To start this introduction, I want to share two Scriptures with you. Proverbs 18:22 says,

Whoever finds a wife finds something good and obtains favor from the Lord.

I couldn't find one that spoke about someone finding a husband being a good thing, but I'm sure the same thing applies.

But here is a Scripture that kind of covers both husband and wife. Hebrews 13:4 says,

Marriage is precious in all circumstances, and sex is a beautiful thing; but prostitutes and adulterers God condemns.

Who This Course is For

Before I go into more detail, I would like to give you a breakdown of what we are going to cover in this Seminar.

1. It is for single people who want to get married.
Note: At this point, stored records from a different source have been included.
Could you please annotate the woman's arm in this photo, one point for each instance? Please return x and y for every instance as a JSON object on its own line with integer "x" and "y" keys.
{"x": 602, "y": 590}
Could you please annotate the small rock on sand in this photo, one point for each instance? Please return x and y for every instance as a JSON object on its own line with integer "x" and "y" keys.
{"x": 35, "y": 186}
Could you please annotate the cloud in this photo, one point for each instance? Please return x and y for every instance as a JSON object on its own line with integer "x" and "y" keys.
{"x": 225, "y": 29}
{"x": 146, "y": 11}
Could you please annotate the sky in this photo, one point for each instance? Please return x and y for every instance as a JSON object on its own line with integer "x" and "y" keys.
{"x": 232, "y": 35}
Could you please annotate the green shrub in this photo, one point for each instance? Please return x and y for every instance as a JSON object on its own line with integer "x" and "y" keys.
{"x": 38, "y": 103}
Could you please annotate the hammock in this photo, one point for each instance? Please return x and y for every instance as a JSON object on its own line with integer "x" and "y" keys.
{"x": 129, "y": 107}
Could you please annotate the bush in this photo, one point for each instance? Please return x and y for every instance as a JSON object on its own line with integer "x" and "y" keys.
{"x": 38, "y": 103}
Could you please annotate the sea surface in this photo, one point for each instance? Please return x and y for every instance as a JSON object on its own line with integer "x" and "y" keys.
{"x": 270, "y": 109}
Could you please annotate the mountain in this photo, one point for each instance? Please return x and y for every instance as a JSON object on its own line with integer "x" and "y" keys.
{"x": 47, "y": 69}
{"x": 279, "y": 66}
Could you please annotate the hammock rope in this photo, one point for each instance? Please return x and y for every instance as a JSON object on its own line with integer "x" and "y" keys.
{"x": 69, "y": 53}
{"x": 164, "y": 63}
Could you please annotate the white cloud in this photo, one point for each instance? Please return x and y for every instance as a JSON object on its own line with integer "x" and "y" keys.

2. It is for divorcees and those who have been widowed.

3. It is for married couples who are happy. I'm sure you didn't expect that did you?

4. It is for married couples who are not happy.

5. It is for people who want to do marriage counselling.

6. In short it is for every normal person.

So if you fit into one of those categories, this Seminar is for you.

God designed marriage and He wants everyone to be married. Not only that, but He wants everyone to enjoy being married. God wants your marriage to be a foretaste of heaven. That is why we entitled this the Heavenly Marriage Seminar.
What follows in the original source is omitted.